Revisiting noninteracting string partition functions in Rindler space
Thomas G. Mertens, Henri Verschelde, Valentin I. Zakharov
TL;DR
The paper investigates how to formulate and interpret one-loop string partition functions in Euclidean Rindler space by summing over field spectra and distinguishing edge (surface) terms from bulk contributions. It shows that open-string edge interactions reproduce higher-spin surface terms, while closed strings do not admit a simple sum-over-fields equivalence, necessitating a non-interacting construction that excludes surface terms and yields modular-invariant results for Type II and heterotic strings. The resulting non-interacting partition functions exhibit IR divergences associated with maximal acceleration near the horizon, prompting interpretations that these divergences are artifacts of treating higher-spin fields rather than fundamental inconsistencies of string theory, with implications for Solodukhin’s proposal and firewall discussions.

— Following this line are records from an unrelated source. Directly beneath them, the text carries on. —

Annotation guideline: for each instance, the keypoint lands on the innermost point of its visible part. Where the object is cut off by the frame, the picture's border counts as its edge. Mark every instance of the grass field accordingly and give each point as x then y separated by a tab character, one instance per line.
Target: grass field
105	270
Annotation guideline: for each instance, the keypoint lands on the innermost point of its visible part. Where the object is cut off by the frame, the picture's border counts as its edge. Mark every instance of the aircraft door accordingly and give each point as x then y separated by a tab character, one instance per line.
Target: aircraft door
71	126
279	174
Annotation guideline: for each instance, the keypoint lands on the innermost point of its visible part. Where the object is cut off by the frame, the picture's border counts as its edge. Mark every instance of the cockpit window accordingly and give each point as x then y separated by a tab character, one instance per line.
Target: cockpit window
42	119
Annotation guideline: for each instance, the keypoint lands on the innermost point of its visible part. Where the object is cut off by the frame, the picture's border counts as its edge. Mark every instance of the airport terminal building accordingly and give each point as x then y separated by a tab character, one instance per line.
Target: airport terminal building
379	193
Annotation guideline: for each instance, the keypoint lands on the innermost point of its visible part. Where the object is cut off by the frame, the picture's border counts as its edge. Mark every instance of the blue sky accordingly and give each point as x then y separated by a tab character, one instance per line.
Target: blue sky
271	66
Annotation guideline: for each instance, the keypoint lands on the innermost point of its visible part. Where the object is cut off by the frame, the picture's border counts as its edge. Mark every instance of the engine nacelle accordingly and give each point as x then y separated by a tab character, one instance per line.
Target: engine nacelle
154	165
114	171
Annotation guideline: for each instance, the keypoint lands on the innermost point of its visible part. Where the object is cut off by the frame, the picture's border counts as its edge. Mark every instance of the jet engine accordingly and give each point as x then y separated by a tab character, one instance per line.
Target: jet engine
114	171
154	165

Overall, the work strengthens the connection between string theory and field-theory spectra on conical spaces, clarifies the role of worldsheet duality, and highlights subtle aspects of horizon thermodynamics in string theory.
Abstract
We revisit non-interacting string partition functions in Rindler space by summing over fields in the spectrum. In field theory, the total partition function splits in a natural way in a piece that does not contain surface terms and a piece consisting of solely the so-called edge states. For open strings, we illustrate that surface contributions to the higher spin fields correspond to open strings piercing the Rindler origin, unifying the higher spin surface contributions in string language. For closed strings, we demonstrate that the string partition function is not quite the same as the sum over the partition functions of the fields in the spectrum: an infinite overcounting is present for the latter. Next we study the partition functions obtained by excluding the surface terms. Using recent results of JHEP 1505 (2015) 106, this construction, first done by Emparan, can be put on much firmer ground. We generalize to type II and heterotic superstrings and demonstrate modular invariance. All of these exhibit an IR divergence that can be interpreted as a maximal acceleration close to the black hole horizon. Ultimately, since these partition functions are only part of the full story, divergences here should not be viewed as a failure of string theory: maximal acceleration is a feature of a faulty treatment of the higher spin fields in the string spectrum. We comment on the relevance of this to Solodukhin's recent proposal. A possible link with the firewall paradox is apparent.